The bottom line is, even if you discount half of these examples, the President told an overwhelming number of lies to the American people when he stood before the Joint Session of Congress and delivered that health care speech.

Americans have grown cynical in the fact that they continue to support politicians who lie to them continuously. We’ve grown apathetic toward the entire political system, and that has to change.

During the course of these posts, I have been called out, I’ve been called names, and today, a family member “de-friended” me on Facebook simply because I stood my ground and debated the true aspects of the health care bill. It’s a shame he chose to walk away rather than simply agree to disagree and move on, but I don’t regret my coverage of HR 3200, I don’t regret pointing out the President’s obvious (and not so obvious) lies, and most of all I don’t regret making my voice heard.

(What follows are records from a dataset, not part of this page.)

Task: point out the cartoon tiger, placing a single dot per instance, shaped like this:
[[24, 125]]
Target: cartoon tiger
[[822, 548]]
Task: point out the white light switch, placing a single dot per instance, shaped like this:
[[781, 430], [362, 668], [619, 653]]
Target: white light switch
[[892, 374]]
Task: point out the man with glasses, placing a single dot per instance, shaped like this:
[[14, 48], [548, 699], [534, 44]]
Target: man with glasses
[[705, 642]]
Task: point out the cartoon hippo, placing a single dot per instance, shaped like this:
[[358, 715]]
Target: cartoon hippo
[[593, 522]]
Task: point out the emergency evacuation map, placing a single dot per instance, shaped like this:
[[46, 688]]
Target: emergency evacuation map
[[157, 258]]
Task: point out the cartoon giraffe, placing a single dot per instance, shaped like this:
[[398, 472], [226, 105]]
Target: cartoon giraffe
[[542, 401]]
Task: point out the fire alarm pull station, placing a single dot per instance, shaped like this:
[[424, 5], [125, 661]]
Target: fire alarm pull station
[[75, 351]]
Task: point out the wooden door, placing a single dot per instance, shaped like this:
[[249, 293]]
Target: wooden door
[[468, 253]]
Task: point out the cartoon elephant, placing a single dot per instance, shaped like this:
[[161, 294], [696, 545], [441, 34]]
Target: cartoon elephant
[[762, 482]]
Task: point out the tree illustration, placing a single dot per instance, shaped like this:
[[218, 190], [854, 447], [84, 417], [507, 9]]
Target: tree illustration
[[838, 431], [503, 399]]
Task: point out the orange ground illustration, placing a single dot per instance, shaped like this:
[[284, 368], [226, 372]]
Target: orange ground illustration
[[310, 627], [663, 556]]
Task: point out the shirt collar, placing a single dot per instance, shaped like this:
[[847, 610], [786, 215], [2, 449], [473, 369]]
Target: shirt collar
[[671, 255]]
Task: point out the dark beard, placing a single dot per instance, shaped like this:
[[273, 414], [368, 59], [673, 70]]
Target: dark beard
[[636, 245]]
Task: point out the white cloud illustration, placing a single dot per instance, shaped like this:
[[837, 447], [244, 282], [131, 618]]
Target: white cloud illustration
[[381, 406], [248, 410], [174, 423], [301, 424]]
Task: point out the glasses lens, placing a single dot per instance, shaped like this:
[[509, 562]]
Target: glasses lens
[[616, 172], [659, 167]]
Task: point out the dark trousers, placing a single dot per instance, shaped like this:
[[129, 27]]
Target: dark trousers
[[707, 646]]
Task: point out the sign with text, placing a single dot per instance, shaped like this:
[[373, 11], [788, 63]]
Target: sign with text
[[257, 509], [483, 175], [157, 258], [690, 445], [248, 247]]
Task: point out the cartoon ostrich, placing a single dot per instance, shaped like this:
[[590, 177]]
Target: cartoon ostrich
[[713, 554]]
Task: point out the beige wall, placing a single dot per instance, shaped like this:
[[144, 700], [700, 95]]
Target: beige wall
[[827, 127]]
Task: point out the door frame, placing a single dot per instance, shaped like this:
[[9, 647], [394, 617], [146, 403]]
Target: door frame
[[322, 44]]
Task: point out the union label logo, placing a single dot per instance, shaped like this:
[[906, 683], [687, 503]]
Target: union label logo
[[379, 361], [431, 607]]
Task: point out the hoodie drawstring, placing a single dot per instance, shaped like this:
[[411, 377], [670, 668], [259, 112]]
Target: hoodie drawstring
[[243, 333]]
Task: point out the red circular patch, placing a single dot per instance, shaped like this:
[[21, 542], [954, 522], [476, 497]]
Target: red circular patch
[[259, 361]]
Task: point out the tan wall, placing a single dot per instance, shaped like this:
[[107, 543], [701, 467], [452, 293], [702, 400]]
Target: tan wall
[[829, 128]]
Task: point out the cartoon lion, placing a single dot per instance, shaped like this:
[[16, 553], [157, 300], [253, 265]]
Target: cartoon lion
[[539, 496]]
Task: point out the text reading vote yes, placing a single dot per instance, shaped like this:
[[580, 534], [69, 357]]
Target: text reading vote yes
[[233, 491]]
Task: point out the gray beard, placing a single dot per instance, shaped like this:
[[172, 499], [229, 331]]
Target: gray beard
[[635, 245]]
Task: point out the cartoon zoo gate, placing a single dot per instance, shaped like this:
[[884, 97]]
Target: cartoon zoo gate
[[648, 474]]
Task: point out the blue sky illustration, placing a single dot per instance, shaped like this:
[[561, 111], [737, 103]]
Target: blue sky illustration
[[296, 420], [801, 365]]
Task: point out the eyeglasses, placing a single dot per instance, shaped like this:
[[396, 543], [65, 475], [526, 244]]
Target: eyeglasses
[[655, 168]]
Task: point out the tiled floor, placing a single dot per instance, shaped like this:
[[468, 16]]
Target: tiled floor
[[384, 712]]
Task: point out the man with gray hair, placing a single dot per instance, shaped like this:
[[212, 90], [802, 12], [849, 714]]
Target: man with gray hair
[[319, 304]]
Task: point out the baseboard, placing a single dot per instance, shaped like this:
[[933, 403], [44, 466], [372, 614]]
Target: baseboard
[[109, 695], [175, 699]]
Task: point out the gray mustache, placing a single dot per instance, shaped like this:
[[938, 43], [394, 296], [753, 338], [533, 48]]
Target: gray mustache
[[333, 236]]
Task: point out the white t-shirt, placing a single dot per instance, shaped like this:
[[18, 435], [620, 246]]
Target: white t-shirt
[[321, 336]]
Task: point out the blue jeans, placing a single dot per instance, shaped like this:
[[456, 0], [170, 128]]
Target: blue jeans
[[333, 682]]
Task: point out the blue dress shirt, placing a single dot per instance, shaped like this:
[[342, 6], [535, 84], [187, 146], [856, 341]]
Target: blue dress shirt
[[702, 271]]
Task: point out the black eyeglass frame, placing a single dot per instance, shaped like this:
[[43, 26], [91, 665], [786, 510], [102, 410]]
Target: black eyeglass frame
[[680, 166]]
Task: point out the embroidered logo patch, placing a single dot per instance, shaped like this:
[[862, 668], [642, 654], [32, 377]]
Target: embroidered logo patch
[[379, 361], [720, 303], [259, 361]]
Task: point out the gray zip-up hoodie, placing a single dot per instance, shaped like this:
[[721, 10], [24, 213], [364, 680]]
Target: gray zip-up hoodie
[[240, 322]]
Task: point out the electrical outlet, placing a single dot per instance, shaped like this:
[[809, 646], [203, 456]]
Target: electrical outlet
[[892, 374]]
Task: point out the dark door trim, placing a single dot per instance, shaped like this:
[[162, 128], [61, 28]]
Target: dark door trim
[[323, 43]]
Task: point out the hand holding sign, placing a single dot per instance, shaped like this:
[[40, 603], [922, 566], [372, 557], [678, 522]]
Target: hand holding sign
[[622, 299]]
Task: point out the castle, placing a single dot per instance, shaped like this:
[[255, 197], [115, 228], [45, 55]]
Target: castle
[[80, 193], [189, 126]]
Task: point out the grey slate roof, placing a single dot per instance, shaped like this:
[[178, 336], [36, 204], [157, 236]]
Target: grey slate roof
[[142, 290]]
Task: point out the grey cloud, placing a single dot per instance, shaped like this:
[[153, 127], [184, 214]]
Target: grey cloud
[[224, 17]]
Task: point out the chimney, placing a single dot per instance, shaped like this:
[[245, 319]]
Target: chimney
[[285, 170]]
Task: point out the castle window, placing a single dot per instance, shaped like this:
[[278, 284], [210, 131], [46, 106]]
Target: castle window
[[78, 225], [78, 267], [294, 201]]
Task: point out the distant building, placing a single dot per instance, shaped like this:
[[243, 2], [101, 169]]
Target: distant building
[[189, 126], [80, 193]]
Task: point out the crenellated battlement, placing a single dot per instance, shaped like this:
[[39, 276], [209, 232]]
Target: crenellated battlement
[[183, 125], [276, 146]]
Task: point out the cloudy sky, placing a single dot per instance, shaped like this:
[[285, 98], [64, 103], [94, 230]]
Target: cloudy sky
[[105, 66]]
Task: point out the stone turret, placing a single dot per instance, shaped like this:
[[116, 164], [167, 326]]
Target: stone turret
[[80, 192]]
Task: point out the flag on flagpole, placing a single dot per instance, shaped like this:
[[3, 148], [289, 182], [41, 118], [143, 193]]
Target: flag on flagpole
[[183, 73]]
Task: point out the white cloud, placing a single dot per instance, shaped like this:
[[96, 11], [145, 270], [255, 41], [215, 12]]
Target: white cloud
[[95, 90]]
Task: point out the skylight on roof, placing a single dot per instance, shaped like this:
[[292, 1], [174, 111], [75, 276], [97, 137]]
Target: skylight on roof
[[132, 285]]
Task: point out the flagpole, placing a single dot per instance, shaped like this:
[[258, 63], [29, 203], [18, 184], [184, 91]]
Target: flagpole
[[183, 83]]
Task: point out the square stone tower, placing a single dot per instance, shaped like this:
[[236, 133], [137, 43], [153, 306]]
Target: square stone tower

Thomas Jefferson once said, “Do you want to know who you are? Don’t ask. Act! Action will delineate and define you.” If we remain quiet now, we will surely pay for it for generations to come. Thank you for taking the time to read this series of posts. Hopefully it will make a difference, for your sake, for my sake, for our children’s sake.

If a nation expects to be ignorant and free, in a state of civilization, it expects what never was and never will be.